Mr. Best thought it odd that the Soviets, who also expressed displeasure at the WCFU Congress being held in Toronto, would go so far as to register a protest over the actions of an emigre group.

"Strange that one of the world's two superpowers, a country that can launch men into space and project its military power to practically any part of the world, would feel so chronically insecure," Mr. Best wrote in conclusion.


Winnipeg Free Press

WINNIPEG - The Winnipeg Free Press in a December 19 editorial supported the development of a program for teaching about the Great Famine in Ukraine (1932-33) in Winnipeg schools, but noted that it should be "tailored to the age level of the students for whom it is intended."

While supporting the establishment of a famine curriculum, the paper cautioned that the program should strive for objectivity and scholarship and not be designed to serve the interests of any ethnic or political group.

"History's business is to pursue the truth and find its explanations," the editorial said. "Campaigners and agitators who seek modern redress for past wrongs or who seek to unite straying members of an ethnic group by the remembrance of past horrors are entitled to do that, but that is not the business of history and should not be asked of the history teacher."

It said that such a program should use the famine "as a way in which to study social structure, politics, and food production and economic relations in Ukraine and in the Soviet Union," and should also be used to illustrate "what sources of historical information consist of and how they can be evaluated for usefulness and trustworthiness."

In closing, the editorial asserted that the Winnipeg school system must "see to it that the best scholarship available is applied to preparing a program."


Voice of America

NEW YORK - The Voice of America interviewed Dr. Walter Dushnyck, editor of The Ukrainian Quarterly, on November 22, 1983, about the reaction in 1933 of the Ukrainian community outside Ukraine to the man-made famine holocaust in Ukraine in 1932-33.

Dr. Dushnyck, who was at that time a university student in Belgium, was one of the panelists at a scholarly conference organized by the Ukrainian Engineers' Society of America and held on November 19, 1983, at the Ukrainian Institute of America in New York City. He is also the author of a recent booklet on the famine, titled "50 Years Ago: The Famine Holocaust in Ukraine" and published by the World Congress of Free Ukrainians.

In the VOA interview Dr. Dushnyck spoke about the activities of Ukrainians in the free world during the Ukrainian famine. In Western Ukraine, then under Poland, a Citizens Committee to Help the Starving in Ukraine was organized under the patronage of Metropolitan Andrey Sheptytsky. The Ukrainian National Republic center in Warsaw also was among the first to react against the enforced famine, Dr. Dushnyck told his interviewer, Olga Chmur.

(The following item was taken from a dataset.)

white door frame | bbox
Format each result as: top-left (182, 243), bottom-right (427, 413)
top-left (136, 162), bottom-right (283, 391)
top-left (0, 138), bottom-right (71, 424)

In all West European capitals there were Ukrainian committees organizing either protests or assistance for kin in Ukraine. In Berlin, these activities were conducted by the Ukrainian Scientific Institute under the leaderships of Profs. Zenon Kuzela, and Ivan Mirchuk; in Rome there was a committee under the leadership of Prof. Eugene Onatzky; while in London a committee was established by Princess Elizabeth Skoropadsky, the daughter of Hetman Paul Skoropadsky, said Dr. Dushnyck. In Paris there was a Ukrainian group affiliated with the weekly Ukrainske Slovo (Ukrainian Word), headed by Oleksa Boykiv. In Belgium, in addition to a Ukrainian emigre group, there were some 70 Ukrainian students, mostly at Louvain University; among them was Dr. Dushnyck, who wrote articles in French for Belgian student publications.

In the VOA interview, he mentioned such internationally known correspondents as Malcolm Muggeridge, William Henry Chamberlin, Suzanne Bertillion, as well as Eugene Lyons, Dr. Ewald Ammende, secretary general of the Congress of European Minorities, Prime Minister Johan Ludwig Mowinckel of Norway, Cardinal Theodore Innitzer, Catholic archbishop of Vienna, and others. He also mentioned vast demonstrations by Ukrainians in the United States, especially at the time of the recognition of the Soviet Union by the United States in 1933.